Было очевидно, что в свое время они находились в близких отношениях. Вполне вероятно, что поэтесса не преувеличивала и они даже были любовниками, но гость решил ответить так, как будто бы бедро Анны Моралес все еще сжимало его между ног. Он не хотел врать ни писателю, ни себе. Он ответил, что да, и это прозвучало даже с долей бесстыдства. Это утверждение означало, что и он тоже обнимал ее, сжимал ее талию. Кинжал стукнулся о стекло бутылки, когда Мора положил оружие на столик. Рука и часть его лица скрылись в тени, в пещере, в материнской утробе…

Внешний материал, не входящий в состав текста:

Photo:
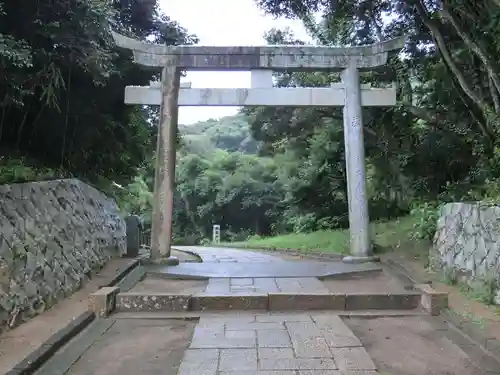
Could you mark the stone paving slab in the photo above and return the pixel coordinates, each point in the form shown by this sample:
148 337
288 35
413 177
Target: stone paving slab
228 285
275 344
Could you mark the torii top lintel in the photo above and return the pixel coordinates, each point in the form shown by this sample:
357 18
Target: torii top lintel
277 57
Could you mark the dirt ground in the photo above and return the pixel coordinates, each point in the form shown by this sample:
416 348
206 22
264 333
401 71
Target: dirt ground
380 283
411 346
21 341
159 285
131 347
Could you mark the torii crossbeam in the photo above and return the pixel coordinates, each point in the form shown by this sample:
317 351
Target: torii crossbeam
262 62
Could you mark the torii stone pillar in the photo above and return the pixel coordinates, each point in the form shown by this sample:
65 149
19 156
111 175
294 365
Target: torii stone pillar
262 61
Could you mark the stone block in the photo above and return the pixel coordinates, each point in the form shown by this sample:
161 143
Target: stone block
353 359
240 360
273 339
152 302
297 364
382 301
103 302
306 301
431 300
251 301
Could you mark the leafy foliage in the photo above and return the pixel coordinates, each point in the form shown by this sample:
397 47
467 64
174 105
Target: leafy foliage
62 84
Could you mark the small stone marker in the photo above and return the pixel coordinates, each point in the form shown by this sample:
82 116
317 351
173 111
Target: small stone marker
216 234
431 300
134 225
102 302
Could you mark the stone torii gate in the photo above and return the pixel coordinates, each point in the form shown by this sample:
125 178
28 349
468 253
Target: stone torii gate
262 62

— Когда ей нравится или интересен мужчина, — сказал он угрюмо и слегка отстраненно, — она всегда использует одну ту же тактику. Я думал, что время сможет… Но сейчас вижу, что нет. Ничего в ней не изменилось, и даже страсть к танцам не угасла. Танец был ее особой манерой общения с телом мужчины.

В то время, когда они познакомились, они устраивали вечера для двоих, никого больше не приглашая.

— Мы читали друг другу свои стихи, правили их и снова зачитывали вслух. В какой-то момент Анна Моралес, казалось, начинала задыхаться, охваченная непонятным жаром. Вытирала платком жаркий лоб, проводила им по пылающей, как огонь, груди. Усталая, в лихорадочном состоянии, с внезапно возникавшими темными кругами под глазами, она поднималась с дивана, на котором они работали, ее тело требовало не стихов, чего-то другого. Она подходила к проигрывателю и включала музыку, чаще всего болеро. Они начинали «болеровать», как говорила она, под ритм заранее выбранных мелодий. Постепенно, пока ее тело изгибалось в танце, ее буря затихала, исчезали круги под глазами и платочек…

— Каждый раз, когда мы танцевали, она выбирала момент и решительно прижимала свою ногу к моему органу, или «конечности», как она стыдливо его называла.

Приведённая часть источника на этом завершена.